Aux amours (2021) – Loïc Demey

« J’ai tant rêvé de toi »

Presque trois ans que j’espérais que Loïc Demey s’adonne à ce qu’il sait faire de mieux (de ce que j’en sais) : écrire sur l’Amour. Et le moins qu’on puisse dire, c’est qu’il nous revient en grande et belle forme avec ce court texte (101 pages) sobrement intitulé Aux amours et publié cette fois aux éditions Buchet-Chastel. Le ravissant bandeau signé Nicolas de Staël est orné d’une citation que les connaisseurs ne manqueront pas de reconnaître :

Je n’attends pas la fin du monde, je t’attends

Ce sont les (presque) derniers mots du fantastique poème-fleuve du québécois Gaston Miron, La marche à l’amour, extrait de son recueil L’homme rapaillé. Loïc Demey semble vouloir placer son inspiration sous l’égide, la figure tutélaire de ce poète : de nombreux éléments, tant sur le fond que sur la forme, rapprochent en effet ici le poète lorrain de son confrère d’Outre-Atlantique.

A chaque ouvrage poétique de Loïc Demey son originalité : le premier pulvérisait la langue en effaçant les verbes ; le deuxième prétendait rendre compte du Carnet retrouvé du dormeur du Val de Rimbaud en le mâtinant de roman épistolaire ; la singularité de ce dernier-né, c’est qu’il n’est constitué que d’une seule et même phrase qui se déplie, se déploie et dévale du début à la fin sans interruption.

Je n’avais pas lu un tel procédé depuis le choc de ma lecture en 2008 des Portes du Paradis de Jerzy Andrzejewski.
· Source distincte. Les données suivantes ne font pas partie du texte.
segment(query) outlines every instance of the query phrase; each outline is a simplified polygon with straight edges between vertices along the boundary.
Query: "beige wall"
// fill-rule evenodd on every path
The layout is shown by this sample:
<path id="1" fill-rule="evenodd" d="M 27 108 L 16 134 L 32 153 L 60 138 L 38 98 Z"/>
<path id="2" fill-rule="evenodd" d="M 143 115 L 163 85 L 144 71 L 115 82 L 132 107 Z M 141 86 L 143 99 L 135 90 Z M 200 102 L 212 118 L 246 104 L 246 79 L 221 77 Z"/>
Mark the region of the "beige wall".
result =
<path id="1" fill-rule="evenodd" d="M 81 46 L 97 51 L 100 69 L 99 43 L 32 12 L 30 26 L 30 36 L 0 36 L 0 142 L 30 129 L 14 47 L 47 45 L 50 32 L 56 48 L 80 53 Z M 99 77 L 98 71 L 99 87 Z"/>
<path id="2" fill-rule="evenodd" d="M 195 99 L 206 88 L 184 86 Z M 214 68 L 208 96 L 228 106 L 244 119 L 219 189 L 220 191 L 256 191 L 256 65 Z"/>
Le scénario tient ici sur un timbre-poste mais qu’importe : c’est la musique de la langue qui emporte et transporte. Un homme s’adresse à une femme qu’il attend mais qui ne vient jamais. Il ne sait rien d’elle, ni elle de lui, mais il sait qu’ils sont voués à se reconnaître et à se retrouver ici ou ailleurs, un jour ou l’autre.

La magie et la malice de ce livre, c’est que toute femme peut avoir l’impression qu’il lui est destiné, que les mots du poète s’adressent à elle seule. Une fois blonde gracile, une autre fois laissant dégringoler sa chevelure brune, la femme espérée est ici l’une et l’autre à la fois, toutes les femmes et aucune. Elle personnifie l’attente, n’est qu’un prétexte à la rêverie à laquelle s’adonne, dans un lyrisme débridé, cet homme qui écrit.

La voix du livre aimerait au fond – pour reprendre un titre d’un texte bien connu – que « quelqu’un l’attende quelque part », une femme idéale et évanescente, une passante éphémère qui, au fond, n’est qu’une silhouette fantomale qui échappe à tout saisissement concret, ne s’appréhende que les yeux fermés, par les mots du rêveur. A chaque fois que le poète pense la voir surgir, il la rate, ils se manquent, elle se dérobe, il la cherche en vain et cette quête éperdue est l’essence même de ce texte qui se penche sur l’attente, les projections amoureuses et le désir d’une inconnue fantasmée.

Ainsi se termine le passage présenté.